Pattern Deployed Technology

Operator Upstream Project
openshift data foundation (odf) ceph, rook, noobaa
openshift-gitops argoCD
openshift serverless knative
amq streams kafka
opendatahub opendatahub
grafana grafana

Challenges

With the imperative dependence on the originating content, there were some resources that didn’t align 1:1 and needed to be overcome. For example, there are a number of tasks that are interrogating the cluster for information to transform into a variable and finally apply that variable to some resource. As you can imagine, this can be very challenging when you’re declaring the state of your cluster. In order to maneuver around these imperative actions we took what we could and created OpenShift jobs to execute the task.

Conclusion

The full pattern details are available here.
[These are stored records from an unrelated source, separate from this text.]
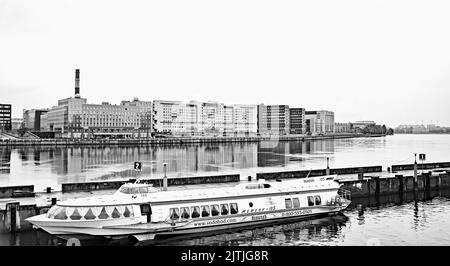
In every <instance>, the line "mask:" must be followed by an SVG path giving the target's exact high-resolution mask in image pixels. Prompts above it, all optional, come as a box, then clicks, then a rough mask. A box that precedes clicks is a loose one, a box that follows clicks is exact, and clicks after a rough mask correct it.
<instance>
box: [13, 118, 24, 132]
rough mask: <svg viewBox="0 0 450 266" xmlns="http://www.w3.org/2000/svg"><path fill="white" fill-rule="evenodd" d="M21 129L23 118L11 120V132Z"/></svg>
mask: <svg viewBox="0 0 450 266" xmlns="http://www.w3.org/2000/svg"><path fill="white" fill-rule="evenodd" d="M22 127H23V118H12V119H11V130H19V129H21V128H22Z"/></svg>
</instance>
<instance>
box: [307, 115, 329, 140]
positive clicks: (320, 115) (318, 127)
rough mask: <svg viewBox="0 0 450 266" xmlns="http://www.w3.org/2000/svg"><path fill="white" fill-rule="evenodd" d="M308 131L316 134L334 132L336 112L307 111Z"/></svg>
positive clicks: (325, 133) (307, 129)
mask: <svg viewBox="0 0 450 266" xmlns="http://www.w3.org/2000/svg"><path fill="white" fill-rule="evenodd" d="M305 119H306V132H307V133H315V134H326V133H334V112H331V111H325V110H321V111H306V112H305Z"/></svg>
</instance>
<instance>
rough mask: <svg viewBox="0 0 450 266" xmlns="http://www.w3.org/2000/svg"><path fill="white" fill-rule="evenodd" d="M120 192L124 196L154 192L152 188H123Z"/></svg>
mask: <svg viewBox="0 0 450 266" xmlns="http://www.w3.org/2000/svg"><path fill="white" fill-rule="evenodd" d="M119 192H120V193H123V194H146V193H150V192H153V191H152V189H151V188H150V187H121V188H120V190H119Z"/></svg>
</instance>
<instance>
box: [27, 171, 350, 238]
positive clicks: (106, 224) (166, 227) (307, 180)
mask: <svg viewBox="0 0 450 266" xmlns="http://www.w3.org/2000/svg"><path fill="white" fill-rule="evenodd" d="M335 178H336V176H334V175H332V176H321V177H312V178H302V179H296V180H286V181H281V182H277V181H274V182H266V181H265V180H262V179H260V180H258V181H256V182H248V183H242V184H238V185H237V186H235V187H222V188H220V187H219V188H214V189H211V188H208V189H195V190H194V189H193V190H181V191H161V190H159V189H156V188H153V187H152V186H151V185H148V184H142V183H138V182H137V183H127V184H124V185H123V186H122V187H121V188H120V189H119V190H118V191H117V192H116V193H114V194H113V195H108V196H100V197H88V198H79V199H72V200H66V201H61V202H58V203H57V204H56V205H54V206H53V207H52V208H50V210H49V211H48V212H47V213H46V214H42V215H37V216H34V217H30V218H28V219H27V221H29V222H30V223H32V224H33V225H34V226H35V227H37V228H41V229H43V230H45V231H47V232H48V233H50V234H54V235H80V234H81V235H90V236H103V237H111V238H116V237H124V236H132V237H134V238H135V239H137V240H138V241H142V240H151V239H154V238H155V237H168V236H175V235H183V234H197V233H204V232H211V231H213V232H217V231H219V230H230V229H233V228H240V227H247V226H259V225H264V224H270V223H279V222H289V221H293V220H298V219H304V218H310V217H314V216H321V215H330V214H337V213H338V212H341V211H342V210H344V209H345V208H347V206H348V205H349V204H350V195H349V193H348V192H347V191H344V190H342V189H340V185H339V183H338V182H336V181H335Z"/></svg>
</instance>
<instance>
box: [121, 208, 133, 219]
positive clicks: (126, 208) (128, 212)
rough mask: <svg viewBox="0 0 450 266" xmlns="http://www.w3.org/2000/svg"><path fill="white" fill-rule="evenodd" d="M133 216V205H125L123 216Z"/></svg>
mask: <svg viewBox="0 0 450 266" xmlns="http://www.w3.org/2000/svg"><path fill="white" fill-rule="evenodd" d="M131 216H133V209H132V208H131V206H125V211H124V212H123V217H126V218H128V217H131Z"/></svg>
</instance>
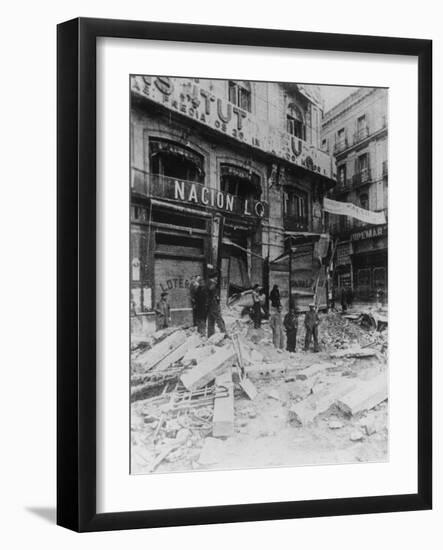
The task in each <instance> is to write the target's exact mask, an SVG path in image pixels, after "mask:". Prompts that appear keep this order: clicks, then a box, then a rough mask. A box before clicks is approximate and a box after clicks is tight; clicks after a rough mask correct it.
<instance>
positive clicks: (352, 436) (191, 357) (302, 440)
mask: <svg viewBox="0 0 443 550" xmlns="http://www.w3.org/2000/svg"><path fill="white" fill-rule="evenodd" d="M226 319H227V320H228V321H227V323H226V325H227V330H228V334H227V335H225V334H223V333H218V332H217V333H215V334H214V335H213V336H212V337H211V338H209V339H207V338H204V337H201V336H200V335H199V334H198V333H197V331H196V329H195V328H194V327H192V328H189V327H188V328H186V327H175V328H168V329H164V330H163V331H159V332H157V333H155V334H153V335H150V336H149V337H147V338H146V339H145V340H144V339H141V338H139V339H138V340H137V341H134V342H131V437H132V454H131V457H132V458H131V462H132V466H131V470H132V472H133V473H151V472H160V471H187V470H192V469H197V470H198V469H229V468H238V467H240V468H244V467H267V466H276V465H296V464H321V463H336V462H337V460H338V458H337V457H338V456H339V457H340V461H346V462H360V461H383V460H386V457H387V425H388V423H387V415H388V408H387V399H388V390H387V387H388V374H387V357H386V348H387V330H386V329H384V330H383V331H382V332H380V331H377V330H376V328H375V327H373V328H372V329H370V330H368V329H367V328H365V327H362V326H361V325H360V320H361V315H360V314H359V315H357V316H356V314H349V315H341V314H339V313H336V312H332V313H327V314H321V324H320V329H319V330H320V344H321V350H320V352H319V353H316V354H314V353H310V352H304V351H301V350H302V347H303V338H304V333H303V330H299V333H298V335H297V336H298V338H297V345H296V352H295V353H289V352H287V351H285V350H276V349H275V348H274V347H273V345H272V341H271V334H270V328H269V325H268V323H267V322H266V321H264V322H263V323H262V327H261V328H260V329H253V328H252V323H251V321H250V320H249V319H245V318H242V317H241V313H240V308H237V309H235V308H231V309H230V310H229V312H228V314H227V315H226ZM300 324H301V323H300Z"/></svg>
Speed, accuracy, efficiency all come to mind when considering what this pattern provides. Patients get the treatment they need, when they need it because we’re able to use technology to quickly and accurately diagnosis anomalies detected in X-rays. The validated patterns framework enables administrators to quickly meet their user demands by providing solutions that only require them to bring their own data to complete the last 20-25% of the architecture.